Alberta was one of the first provinces with emissions regulations and many companies, especially large emitters, are working towards meeting regulatory requirements. Some companies are taking the opportunity to review of their operational models to also find ways to achieve the broader goals of reducing costs and increasing efficiencies.
Whether it's through increased operational efficiency or investing in new technologies, companies must develop a strategy to reduce their greenhouse gas emissions.
In the midst of conducting an operational review or transformation, companies that engage their front-line workers in the change process are likelier to create long-term value out of the process. Continuous improvement is kept in motion by establishing a work culture in which employees are empowered and engaged.
“When you undertake transformation, different elements of sustainability should be considered,” says Ian Kane, a Calgary-based director in the Performance Improvement practice of PricewaterhouseCoopers LLP. “Introducing sustainability metrics in addition to performance targets helps people see the interconnectedness and value between being more environmentally and socially conscious and operational performance which drives service quality."
Setting targets requires many companies to reassess their data capture and management systems. Again, this provides the opportunity to unveil long-term cost savings through automation, new systems and processes, and enhanced performance management.

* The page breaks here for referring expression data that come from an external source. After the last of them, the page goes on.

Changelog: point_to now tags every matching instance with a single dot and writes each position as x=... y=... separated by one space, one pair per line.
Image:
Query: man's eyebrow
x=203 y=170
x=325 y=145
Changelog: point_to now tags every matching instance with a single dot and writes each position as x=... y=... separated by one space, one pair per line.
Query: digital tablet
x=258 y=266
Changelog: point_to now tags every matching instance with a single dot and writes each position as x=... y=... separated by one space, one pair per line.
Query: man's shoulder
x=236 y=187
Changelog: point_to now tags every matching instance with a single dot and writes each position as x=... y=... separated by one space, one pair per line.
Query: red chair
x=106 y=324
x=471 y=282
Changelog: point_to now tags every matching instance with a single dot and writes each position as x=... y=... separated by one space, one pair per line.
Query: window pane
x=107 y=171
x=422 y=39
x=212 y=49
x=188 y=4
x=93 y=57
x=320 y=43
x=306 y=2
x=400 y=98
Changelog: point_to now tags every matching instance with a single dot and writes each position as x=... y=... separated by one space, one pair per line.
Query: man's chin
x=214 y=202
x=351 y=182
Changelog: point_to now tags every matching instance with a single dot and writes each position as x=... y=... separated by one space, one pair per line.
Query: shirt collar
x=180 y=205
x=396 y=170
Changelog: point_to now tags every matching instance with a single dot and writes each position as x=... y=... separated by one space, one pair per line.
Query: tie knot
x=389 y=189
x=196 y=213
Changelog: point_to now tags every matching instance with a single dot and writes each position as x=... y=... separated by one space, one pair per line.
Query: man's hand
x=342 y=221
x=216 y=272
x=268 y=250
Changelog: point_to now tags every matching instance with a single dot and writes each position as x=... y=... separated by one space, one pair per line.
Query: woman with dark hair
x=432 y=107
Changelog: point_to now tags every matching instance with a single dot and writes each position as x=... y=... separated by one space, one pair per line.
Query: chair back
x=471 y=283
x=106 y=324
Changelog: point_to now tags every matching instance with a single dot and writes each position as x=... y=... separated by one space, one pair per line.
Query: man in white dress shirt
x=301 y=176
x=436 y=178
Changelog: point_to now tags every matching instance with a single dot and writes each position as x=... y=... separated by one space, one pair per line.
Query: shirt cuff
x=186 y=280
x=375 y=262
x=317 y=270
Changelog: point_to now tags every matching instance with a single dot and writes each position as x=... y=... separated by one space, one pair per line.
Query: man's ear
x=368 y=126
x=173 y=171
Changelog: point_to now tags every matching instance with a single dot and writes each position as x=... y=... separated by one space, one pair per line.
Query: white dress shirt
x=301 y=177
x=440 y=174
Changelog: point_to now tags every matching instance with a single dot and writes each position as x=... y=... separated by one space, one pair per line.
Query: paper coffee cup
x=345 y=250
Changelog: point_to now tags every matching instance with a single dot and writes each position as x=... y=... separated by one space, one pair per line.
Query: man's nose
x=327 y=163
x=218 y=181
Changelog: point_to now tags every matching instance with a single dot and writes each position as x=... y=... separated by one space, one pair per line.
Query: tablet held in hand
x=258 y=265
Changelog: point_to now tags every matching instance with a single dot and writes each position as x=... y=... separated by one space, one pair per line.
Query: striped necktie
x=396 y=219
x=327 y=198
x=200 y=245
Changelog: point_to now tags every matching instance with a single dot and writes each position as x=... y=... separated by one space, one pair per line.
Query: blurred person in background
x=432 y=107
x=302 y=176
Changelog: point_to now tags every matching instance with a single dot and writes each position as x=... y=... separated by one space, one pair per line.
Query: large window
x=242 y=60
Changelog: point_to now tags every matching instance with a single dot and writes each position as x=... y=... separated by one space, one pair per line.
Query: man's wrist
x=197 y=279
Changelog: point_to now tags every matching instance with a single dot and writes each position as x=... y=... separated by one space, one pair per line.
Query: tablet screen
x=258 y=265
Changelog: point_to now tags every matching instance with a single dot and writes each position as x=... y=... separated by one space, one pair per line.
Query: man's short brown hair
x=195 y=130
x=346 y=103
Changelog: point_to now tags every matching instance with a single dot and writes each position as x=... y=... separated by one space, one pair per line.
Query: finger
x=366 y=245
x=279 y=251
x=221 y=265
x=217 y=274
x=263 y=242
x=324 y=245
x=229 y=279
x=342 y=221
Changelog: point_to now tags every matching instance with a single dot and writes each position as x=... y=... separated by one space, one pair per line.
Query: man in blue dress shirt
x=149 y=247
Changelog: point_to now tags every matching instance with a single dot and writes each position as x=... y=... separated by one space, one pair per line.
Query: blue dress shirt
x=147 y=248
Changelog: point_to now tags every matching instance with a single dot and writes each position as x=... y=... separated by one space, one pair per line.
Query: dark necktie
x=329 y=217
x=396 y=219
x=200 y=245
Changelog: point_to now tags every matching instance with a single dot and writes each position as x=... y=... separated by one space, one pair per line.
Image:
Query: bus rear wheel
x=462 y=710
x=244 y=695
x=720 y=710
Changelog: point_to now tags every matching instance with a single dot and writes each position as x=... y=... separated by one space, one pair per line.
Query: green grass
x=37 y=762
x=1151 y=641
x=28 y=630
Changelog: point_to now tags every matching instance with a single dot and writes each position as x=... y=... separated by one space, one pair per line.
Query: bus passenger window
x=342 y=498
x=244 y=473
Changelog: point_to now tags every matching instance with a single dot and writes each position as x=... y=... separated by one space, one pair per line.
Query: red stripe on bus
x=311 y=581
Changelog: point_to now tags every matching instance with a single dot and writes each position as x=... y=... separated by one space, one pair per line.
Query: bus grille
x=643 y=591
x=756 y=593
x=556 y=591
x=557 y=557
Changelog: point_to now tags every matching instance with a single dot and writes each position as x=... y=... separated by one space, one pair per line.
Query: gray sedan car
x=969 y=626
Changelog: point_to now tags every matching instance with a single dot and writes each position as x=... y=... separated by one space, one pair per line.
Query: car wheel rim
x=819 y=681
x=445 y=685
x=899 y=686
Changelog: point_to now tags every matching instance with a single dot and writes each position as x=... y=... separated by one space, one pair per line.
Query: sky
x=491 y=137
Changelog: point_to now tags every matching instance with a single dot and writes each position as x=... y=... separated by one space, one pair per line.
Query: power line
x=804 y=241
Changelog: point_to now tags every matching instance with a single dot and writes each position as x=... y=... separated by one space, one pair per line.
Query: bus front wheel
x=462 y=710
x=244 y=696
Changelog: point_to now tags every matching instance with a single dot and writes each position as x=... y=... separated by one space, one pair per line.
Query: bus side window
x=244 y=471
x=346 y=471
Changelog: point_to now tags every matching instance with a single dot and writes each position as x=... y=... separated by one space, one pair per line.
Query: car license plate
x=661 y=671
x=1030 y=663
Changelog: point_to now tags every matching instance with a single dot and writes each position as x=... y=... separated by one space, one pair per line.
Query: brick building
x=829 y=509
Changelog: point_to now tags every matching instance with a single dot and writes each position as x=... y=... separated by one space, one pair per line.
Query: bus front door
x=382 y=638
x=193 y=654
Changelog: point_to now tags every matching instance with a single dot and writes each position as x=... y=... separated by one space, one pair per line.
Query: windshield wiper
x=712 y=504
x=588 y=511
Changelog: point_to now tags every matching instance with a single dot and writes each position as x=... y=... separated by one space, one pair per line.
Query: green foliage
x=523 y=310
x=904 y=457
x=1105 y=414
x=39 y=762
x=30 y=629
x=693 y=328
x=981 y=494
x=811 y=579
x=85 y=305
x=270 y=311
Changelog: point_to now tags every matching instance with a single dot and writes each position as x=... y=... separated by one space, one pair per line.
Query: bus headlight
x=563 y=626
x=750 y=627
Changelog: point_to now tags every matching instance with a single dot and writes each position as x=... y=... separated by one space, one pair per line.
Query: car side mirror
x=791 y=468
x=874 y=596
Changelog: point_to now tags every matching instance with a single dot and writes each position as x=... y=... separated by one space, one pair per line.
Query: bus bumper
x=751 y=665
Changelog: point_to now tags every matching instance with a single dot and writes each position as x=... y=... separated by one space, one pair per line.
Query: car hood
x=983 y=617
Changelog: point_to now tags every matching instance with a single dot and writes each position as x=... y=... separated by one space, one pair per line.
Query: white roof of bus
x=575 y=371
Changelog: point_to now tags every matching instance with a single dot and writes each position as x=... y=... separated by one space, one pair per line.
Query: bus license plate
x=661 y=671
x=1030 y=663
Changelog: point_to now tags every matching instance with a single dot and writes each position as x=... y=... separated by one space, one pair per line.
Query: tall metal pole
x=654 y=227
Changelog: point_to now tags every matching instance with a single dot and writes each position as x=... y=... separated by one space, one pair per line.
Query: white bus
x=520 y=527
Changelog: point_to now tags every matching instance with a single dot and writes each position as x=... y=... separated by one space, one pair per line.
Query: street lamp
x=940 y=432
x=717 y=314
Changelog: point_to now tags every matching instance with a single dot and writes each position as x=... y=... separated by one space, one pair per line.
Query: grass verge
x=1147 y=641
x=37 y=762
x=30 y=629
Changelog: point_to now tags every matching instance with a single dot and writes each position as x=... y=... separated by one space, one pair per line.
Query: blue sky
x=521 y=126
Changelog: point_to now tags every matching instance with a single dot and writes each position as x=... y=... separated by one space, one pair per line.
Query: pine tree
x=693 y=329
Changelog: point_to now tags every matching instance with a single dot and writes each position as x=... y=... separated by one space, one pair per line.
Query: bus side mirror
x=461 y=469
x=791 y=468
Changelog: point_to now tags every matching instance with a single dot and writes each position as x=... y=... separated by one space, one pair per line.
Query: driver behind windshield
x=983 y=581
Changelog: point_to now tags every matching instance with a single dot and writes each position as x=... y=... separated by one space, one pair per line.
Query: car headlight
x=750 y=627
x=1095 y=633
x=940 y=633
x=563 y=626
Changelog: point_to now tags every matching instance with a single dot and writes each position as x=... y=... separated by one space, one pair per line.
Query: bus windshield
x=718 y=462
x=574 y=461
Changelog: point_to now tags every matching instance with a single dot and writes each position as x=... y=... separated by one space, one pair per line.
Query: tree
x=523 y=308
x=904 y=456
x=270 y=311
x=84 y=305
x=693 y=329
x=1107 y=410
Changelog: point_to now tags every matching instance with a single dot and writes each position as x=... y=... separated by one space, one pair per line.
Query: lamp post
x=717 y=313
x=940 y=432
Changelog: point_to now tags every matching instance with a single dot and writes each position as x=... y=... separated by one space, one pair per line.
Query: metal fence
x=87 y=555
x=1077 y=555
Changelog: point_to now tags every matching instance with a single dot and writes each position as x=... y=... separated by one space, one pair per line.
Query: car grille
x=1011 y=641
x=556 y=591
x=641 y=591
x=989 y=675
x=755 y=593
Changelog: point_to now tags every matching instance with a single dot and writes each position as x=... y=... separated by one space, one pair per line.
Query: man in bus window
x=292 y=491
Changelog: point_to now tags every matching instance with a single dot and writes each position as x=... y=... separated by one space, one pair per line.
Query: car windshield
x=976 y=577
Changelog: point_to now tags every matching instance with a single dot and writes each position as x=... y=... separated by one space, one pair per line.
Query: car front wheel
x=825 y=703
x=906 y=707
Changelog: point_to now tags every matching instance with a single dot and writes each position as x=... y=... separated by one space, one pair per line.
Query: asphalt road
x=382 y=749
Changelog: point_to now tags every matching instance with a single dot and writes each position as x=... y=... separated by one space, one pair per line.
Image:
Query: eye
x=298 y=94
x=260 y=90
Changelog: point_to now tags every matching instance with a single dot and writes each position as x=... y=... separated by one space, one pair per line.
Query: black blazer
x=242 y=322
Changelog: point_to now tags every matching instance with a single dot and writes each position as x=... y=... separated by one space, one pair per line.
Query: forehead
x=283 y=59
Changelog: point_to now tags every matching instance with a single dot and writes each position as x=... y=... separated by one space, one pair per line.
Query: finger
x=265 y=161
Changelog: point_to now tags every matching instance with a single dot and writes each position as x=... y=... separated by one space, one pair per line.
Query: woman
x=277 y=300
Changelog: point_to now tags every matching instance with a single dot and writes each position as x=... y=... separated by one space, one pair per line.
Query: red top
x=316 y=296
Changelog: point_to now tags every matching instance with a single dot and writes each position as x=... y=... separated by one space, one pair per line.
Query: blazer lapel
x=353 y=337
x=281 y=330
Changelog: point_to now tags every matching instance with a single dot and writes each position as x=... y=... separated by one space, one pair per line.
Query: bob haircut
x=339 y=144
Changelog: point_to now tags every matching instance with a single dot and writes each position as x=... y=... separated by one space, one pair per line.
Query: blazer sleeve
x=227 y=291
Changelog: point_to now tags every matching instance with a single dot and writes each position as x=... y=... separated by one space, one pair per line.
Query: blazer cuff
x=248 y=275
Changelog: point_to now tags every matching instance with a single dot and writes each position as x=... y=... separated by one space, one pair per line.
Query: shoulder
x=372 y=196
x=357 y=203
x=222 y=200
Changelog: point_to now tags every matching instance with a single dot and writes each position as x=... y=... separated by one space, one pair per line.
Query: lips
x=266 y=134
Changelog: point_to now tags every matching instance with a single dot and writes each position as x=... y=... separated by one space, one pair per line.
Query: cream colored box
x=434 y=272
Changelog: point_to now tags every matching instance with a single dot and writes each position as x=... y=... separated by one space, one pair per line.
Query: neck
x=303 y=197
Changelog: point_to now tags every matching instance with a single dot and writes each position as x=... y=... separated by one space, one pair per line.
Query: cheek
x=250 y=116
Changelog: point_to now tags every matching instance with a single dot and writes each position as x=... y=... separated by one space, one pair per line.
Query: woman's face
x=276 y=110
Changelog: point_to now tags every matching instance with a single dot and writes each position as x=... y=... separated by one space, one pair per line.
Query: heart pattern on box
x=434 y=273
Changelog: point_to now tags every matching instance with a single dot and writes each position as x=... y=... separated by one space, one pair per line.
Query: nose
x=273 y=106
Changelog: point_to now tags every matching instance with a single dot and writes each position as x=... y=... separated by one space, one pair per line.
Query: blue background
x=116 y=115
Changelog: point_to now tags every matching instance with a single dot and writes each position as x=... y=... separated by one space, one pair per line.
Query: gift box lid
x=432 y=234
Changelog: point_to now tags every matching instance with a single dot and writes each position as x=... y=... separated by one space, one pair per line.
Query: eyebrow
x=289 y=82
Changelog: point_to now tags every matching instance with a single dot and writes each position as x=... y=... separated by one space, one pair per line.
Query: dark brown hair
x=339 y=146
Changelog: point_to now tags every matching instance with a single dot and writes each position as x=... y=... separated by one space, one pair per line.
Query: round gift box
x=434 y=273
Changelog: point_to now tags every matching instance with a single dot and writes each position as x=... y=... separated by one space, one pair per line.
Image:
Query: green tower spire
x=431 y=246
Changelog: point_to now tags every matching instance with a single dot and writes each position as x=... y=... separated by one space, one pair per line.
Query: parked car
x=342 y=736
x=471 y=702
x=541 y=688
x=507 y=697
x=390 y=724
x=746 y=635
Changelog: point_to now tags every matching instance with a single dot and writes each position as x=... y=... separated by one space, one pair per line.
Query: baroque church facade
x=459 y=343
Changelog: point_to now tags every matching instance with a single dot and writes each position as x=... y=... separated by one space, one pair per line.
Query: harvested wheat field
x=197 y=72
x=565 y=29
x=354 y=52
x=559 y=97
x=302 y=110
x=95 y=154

Kane says that successfully bringing operational efficiency in line with a sustainability plan has a few notable components. First, major change requires an executive champion and should be tied to the overall corporate strategy. The expected benefits need to be well communicated especially to front line employees who may stand to be empowered in the change effort and help to uncover simple solutions that help change stick.
“The second part is to actually go through the business and find out where all the opportunities are to reduce energy consumption and greenhouse gas emissions” says Kane.
Once complete, the last step is to put a plan in place to reduce the organization’s greenhouse gas emissions. Understanding your greenhouse gas inventory is a critical component in understanding your climate change risks. This is a concern for publicly traded companies because the Securities and Exchange Commission has announced further recommendations for climate change risk disclosure in 10-K documents. Companies greenhouse gas emissions and climate change risk is becoming more top of mind for investors and shareholders and is becoming essential when there are significant ties to financial performance and the management of risk by an organization.
“There is a trend for more companies to disclose information about their climate change risks, from both a regulatory perspective and a climatic change perspective, in public documents,” says Christine Schuh, a former PwC associate partner in Calgary and former leader of the Climate Change Services group.
Energy companies can reduce their greenhouse gas emissions by looking for new techniques in extraction and operations, and increasing operational efficiencies such as methane capture programs. Energy companies may also want to pursue greenhouse gas offsets, either through purchase or creation. Many companies are examining the use of carbon capture and storage technologies to generate greenhouse gas offsets.
Asset management is another way in which companies can look to reduce their emissions. Companies must evaluate the life cycle of their equipment – in some cases an upfront investment in new equipment and technology will help to manage operations more efficiently including the reduction of the energy used. In other cases, just running equipment less often can make a big difference, Kane says, and will reduce the cost of maintenance because the equipment isn’t turned on around the clock.
Other industries in Alberta – such as retail, transportation, communications, and construction – can also reduce their carbon footprint. Tactics include: using hybrid vehicles for company fleets; cutting back on business travel and using video conferencing instead; sourcing materials close to operations; using renewable sources of energy whenever possible; or simply turning off lights when not in use.
“We can’t avoid this issue any longer,” Schuh explains. “We have to do something about it in the short term to deal with the long term.”